Professor of Physics at University of California

Mr President:

Prudence alone should lead you to ask the scientific establishment to study new, less costly methods of dealing with a global problem—the possibility of climate change. It is time to require more inventive thinking on this issue.

In his recent letter to you, William Calvin pointed out that shifting ocean currents could trigger big shifts in weather. Rather than fixate on controlling greenhouse gases, which are politically hard to suppress, I suggest a new, innovative research program directed at the central global problem: warming. A partial cure can come from simple methods, until now little studied.

They are:

1) Increase the overall reflection of sunlight from the planet as a whole. Here simple methods may work well. Trigger more cloud cover over the tropical oceans. Color rooftops and blacktop roads lighter, to lessen absorption. These ideas are fairly simple, and some field work on them has been done. They do need study to make them efficient and effective.

2) Hide carbon in the deep oceans. This keeps it from making carbon dioxide in the atmosphere for about 1000 years. Most biospheric carbon is already in the oceans anyway, and they can take a good deal more.

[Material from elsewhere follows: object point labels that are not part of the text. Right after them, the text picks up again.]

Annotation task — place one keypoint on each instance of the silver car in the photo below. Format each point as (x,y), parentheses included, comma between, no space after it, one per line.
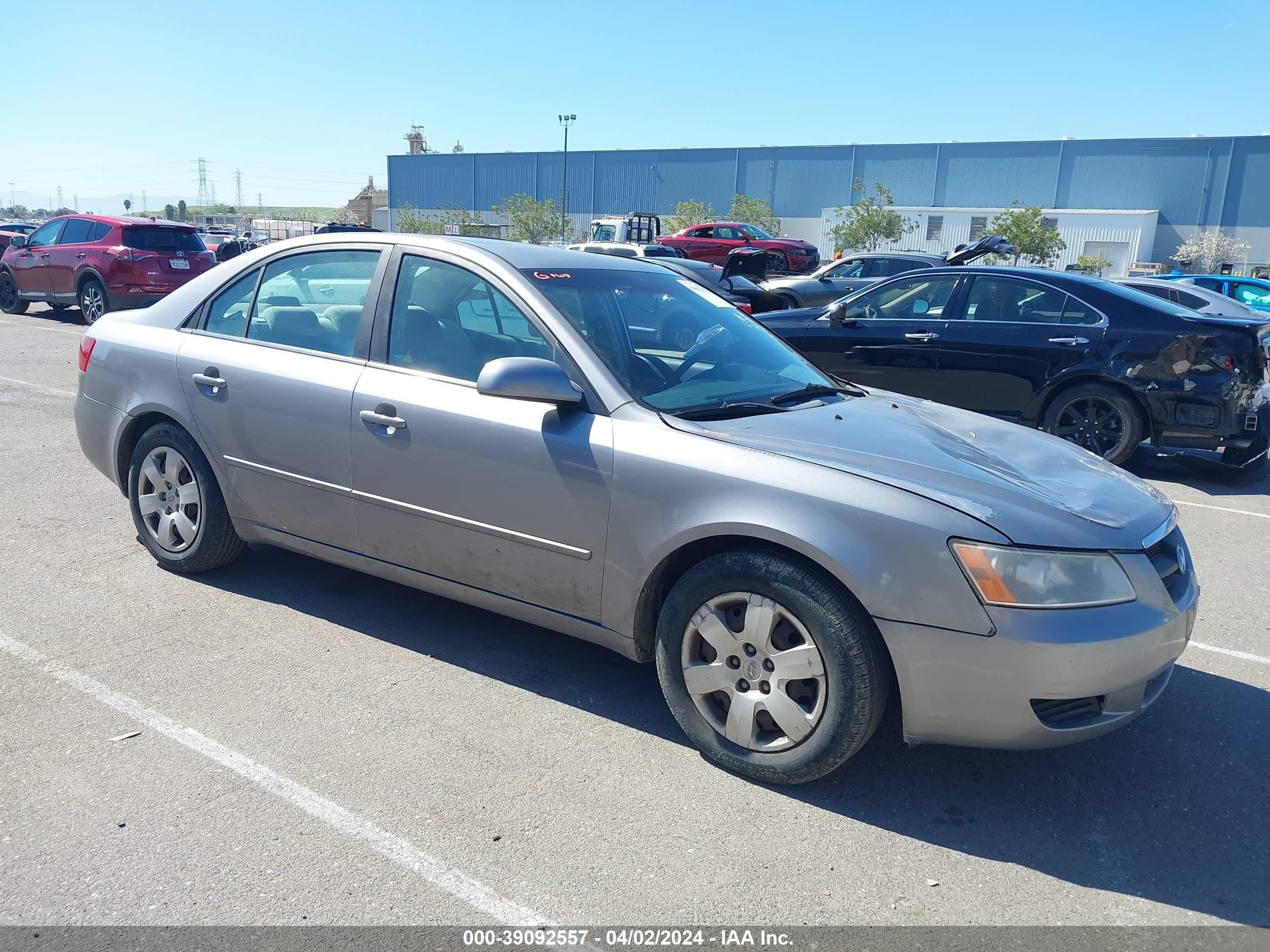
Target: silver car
(473,418)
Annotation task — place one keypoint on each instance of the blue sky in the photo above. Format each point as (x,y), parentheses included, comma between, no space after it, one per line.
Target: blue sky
(308,98)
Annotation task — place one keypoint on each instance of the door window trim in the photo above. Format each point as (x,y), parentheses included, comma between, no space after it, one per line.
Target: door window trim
(1101,323)
(197,322)
(378,354)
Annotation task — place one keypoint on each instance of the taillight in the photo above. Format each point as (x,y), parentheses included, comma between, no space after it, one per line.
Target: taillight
(87,345)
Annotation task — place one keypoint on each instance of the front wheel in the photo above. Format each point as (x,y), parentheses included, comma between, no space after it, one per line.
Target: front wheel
(770,669)
(1096,418)
(93,301)
(177,504)
(9,300)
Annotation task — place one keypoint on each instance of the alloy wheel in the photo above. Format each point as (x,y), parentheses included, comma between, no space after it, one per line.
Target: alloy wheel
(753,672)
(92,304)
(169,499)
(1093,423)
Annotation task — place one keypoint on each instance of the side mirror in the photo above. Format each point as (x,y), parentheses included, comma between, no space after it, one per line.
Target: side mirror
(528,378)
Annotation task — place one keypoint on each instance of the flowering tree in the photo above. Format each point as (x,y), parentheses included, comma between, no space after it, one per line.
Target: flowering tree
(1211,249)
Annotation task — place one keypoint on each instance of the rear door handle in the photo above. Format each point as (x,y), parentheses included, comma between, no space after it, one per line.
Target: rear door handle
(383,419)
(210,380)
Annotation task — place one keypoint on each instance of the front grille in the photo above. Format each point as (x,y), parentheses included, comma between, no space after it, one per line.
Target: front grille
(1067,713)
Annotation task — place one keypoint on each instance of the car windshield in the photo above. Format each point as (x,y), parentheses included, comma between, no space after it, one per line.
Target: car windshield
(672,343)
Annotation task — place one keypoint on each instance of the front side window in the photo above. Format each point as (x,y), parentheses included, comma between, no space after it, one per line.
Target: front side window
(76,232)
(314,300)
(673,344)
(995,299)
(448,320)
(47,234)
(228,314)
(905,299)
(1250,295)
(852,268)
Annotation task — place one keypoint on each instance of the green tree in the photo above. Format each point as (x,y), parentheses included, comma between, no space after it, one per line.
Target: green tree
(1094,265)
(1026,230)
(686,215)
(756,211)
(870,223)
(530,221)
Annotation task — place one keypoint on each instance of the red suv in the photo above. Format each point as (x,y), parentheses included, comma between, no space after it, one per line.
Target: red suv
(714,240)
(100,263)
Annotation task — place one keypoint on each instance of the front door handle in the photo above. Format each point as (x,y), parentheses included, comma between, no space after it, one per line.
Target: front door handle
(210,378)
(383,415)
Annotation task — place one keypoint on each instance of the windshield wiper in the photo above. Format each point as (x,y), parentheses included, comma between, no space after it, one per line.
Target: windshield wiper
(814,390)
(738,408)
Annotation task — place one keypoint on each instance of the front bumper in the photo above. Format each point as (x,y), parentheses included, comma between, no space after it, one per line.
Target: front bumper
(1110,663)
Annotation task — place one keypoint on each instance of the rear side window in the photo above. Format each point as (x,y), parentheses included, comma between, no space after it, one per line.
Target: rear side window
(76,232)
(157,238)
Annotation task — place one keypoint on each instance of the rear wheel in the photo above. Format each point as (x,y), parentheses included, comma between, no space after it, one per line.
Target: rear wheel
(177,504)
(769,668)
(9,300)
(93,301)
(1096,418)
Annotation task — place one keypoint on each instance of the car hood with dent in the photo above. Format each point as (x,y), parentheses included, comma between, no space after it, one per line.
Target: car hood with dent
(1035,489)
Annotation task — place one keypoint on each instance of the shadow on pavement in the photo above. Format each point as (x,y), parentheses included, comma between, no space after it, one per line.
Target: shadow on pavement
(1174,808)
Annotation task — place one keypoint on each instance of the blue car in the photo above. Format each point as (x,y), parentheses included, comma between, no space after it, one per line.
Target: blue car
(1254,292)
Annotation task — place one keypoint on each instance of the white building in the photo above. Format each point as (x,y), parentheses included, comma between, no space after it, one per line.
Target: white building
(1122,237)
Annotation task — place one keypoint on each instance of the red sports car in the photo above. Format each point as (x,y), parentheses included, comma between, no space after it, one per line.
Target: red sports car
(714,240)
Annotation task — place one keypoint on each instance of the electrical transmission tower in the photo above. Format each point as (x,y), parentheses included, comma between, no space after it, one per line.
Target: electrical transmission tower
(205,197)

3) Push innovative energy research. Hand Ray Orbach at DOE the paper by Hoffert et al, in Science 298, (p 981, 2002) and ask him to implement its suggestions. You should also probably help develop nuclear power in the most needy areas of the developing nations. With safeguards against nuclear proliferation, this could cut down on the default choice many are using—coal burning plants.

These approaches need further research, and should be fashioned into off-the-shelf technologies. If in the next decade alarm bells go off, warning of an approaching big wrench in our global climate, we can then reach for these methods. Whatever one's position on global warming, it is prudent to be prepared with a strategy that goes beyond just nay-saying to the Kyoto Protocols.